• is there any consideration(s) to move away from the ” double syringe method” to a single syringe method for adenosine ?? – using 20 ml or larger syringe meaning adenosine mixed with ns and then pushed as 1 dose – medication and flush ?? various studies have shown that is effective, less operational stressors , and easier to manage then attempting use a stop cock valve, ns line wide open with flushes, etc

    Published On: November 21, 2025
  • Hello, some further clarity/confirmations on the trauma cardiac arrest algorithm is still needed for a rather large group of paramedic students. Note, some of the “greater/less than” symbols in your previous replies show up as papyrus-esque and cannot be deciphered. Please reply with words only in case that issue repeats itself. -A patient with penetrating trauma to head/neck/torso in asystole (and no signs of life): if nearest LTH is greater than 30 min away, but nearest regular ED is 15 min away, we still patch for trauma TOR, right? Or do we transport to that nearest regular ED? -A patient with penetrating trauma to head/neck/torso in PEA: if nearest LTH is greater than 30 min away, but nearest regular ED is 15 min away, do we patch for trauma TOR (due to over 30 min transport time to LTH) or do we transport to that nearest regular ED that’s 15 min away? -A patient with a blunt trauma and asystole (and no signs of life) automatically gets a patch for TOR, right? -A patient with blunt trauma in PEA would only get a patch for TOR if there was no hospital (regular ED or LTH) that was less than 30 minutes away? Ie. Only patch for TOR if either ED or LTH were both over 30 minutes away. Thanks!

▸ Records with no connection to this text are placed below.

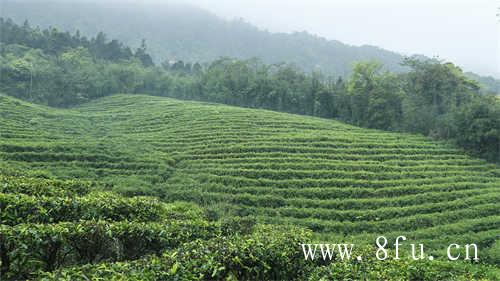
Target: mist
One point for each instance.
(464, 32)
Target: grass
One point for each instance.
(341, 181)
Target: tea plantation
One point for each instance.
(133, 187)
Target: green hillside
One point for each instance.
(183, 32)
(335, 179)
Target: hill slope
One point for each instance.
(181, 32)
(336, 179)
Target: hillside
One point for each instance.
(336, 179)
(181, 32)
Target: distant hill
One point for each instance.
(181, 32)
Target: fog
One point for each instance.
(464, 32)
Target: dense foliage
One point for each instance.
(182, 32)
(433, 98)
(335, 179)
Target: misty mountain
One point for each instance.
(183, 32)
(176, 32)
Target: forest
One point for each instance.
(434, 98)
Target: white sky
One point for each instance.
(466, 32)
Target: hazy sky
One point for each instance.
(464, 32)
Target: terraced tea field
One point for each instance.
(338, 180)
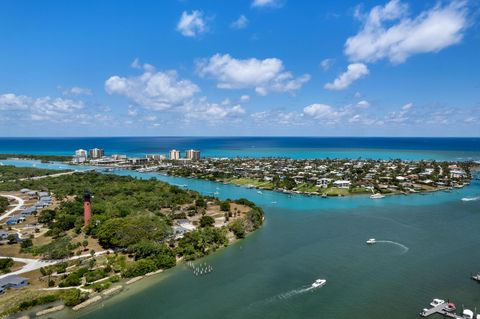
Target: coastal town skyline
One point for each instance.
(256, 67)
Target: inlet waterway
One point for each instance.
(428, 248)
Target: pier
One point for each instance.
(446, 311)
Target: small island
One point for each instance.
(86, 235)
(327, 177)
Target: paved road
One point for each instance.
(20, 203)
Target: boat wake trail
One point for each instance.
(294, 292)
(470, 199)
(284, 296)
(404, 248)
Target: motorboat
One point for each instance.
(450, 307)
(319, 283)
(468, 314)
(437, 302)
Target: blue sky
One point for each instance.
(243, 67)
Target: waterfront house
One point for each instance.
(457, 173)
(342, 184)
(3, 235)
(324, 182)
(12, 281)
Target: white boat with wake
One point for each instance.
(319, 283)
(476, 277)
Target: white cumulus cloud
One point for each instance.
(212, 112)
(153, 89)
(240, 23)
(76, 90)
(326, 64)
(354, 72)
(191, 24)
(267, 3)
(389, 32)
(262, 75)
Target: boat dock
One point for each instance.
(441, 309)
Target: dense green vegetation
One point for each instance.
(3, 204)
(133, 216)
(10, 173)
(43, 158)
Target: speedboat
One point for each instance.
(450, 307)
(476, 277)
(319, 283)
(437, 302)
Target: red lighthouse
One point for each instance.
(87, 209)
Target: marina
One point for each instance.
(447, 309)
(203, 269)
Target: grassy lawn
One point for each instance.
(308, 188)
(334, 191)
(250, 181)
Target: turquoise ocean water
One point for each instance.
(428, 248)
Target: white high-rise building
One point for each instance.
(97, 153)
(192, 155)
(155, 157)
(81, 153)
(80, 156)
(174, 155)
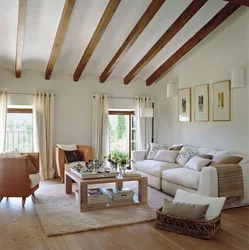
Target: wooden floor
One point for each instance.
(20, 228)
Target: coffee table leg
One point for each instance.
(83, 200)
(118, 184)
(142, 190)
(69, 185)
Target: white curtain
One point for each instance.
(3, 117)
(100, 126)
(144, 124)
(44, 132)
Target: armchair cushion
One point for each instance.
(183, 177)
(32, 169)
(34, 180)
(71, 156)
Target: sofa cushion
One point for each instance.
(34, 179)
(197, 163)
(154, 168)
(154, 148)
(182, 176)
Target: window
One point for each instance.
(19, 130)
(122, 131)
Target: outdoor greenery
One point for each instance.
(121, 127)
(20, 138)
(118, 136)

    Published On: November 18, 2025
  • As a PCP I am trying to get a better understanding of what orders a BHP can give and when certain orders may be considered outside our scope of practice. My understanding has always been that deviations can be made to most areas of a protocol like age, RR, SBP, LOA, contraindications, dosing levels, # of doses etc., but what about treating conditions or diseases that are not written into the protocol? ex. Tylenol for fever, Glucagon for beta blocker toxicity, energy for SVT or Ventolin for hyperkalemia? Although we are trained in how to use these drugs are we expected to give them for conditions not listed in our protocol, if ordered by a BHP? Thanks

    Published On: April 15, 2025
  • What is considered suspected cardiac ischemia? Is it just the presence of chest pain/ discomfort (heaviness or tightness). Are chest palpitations considered a chest discomfort as well?

    Published On: April 14, 2025
  • Can I attempt the Valsalva on a patient who has chest pain? What if the patient has a clear onset of palpitations, then after onset develops chest pain and or shortness of breath?

    Published On: March 13, 2023
  • hello when treating a pt with adenosine the contra indications are active bronchial constriction on exam, the companion document also states that adenosine can cause bronchial constriction in asthmatic pts. so may question is … is an asthmatic pt contraindicated for adenosine tx or is more of a relative vs absolute situation

    Published On: July 21, 2022
  • Given that rapid atrial fibrillation and other tachydysrhythmias can result from myocardial ischemia; is it wise to provide ASA to these patients as a precaution. I am a PCP, and we dont have a defined treatment for pulsed tachycardia.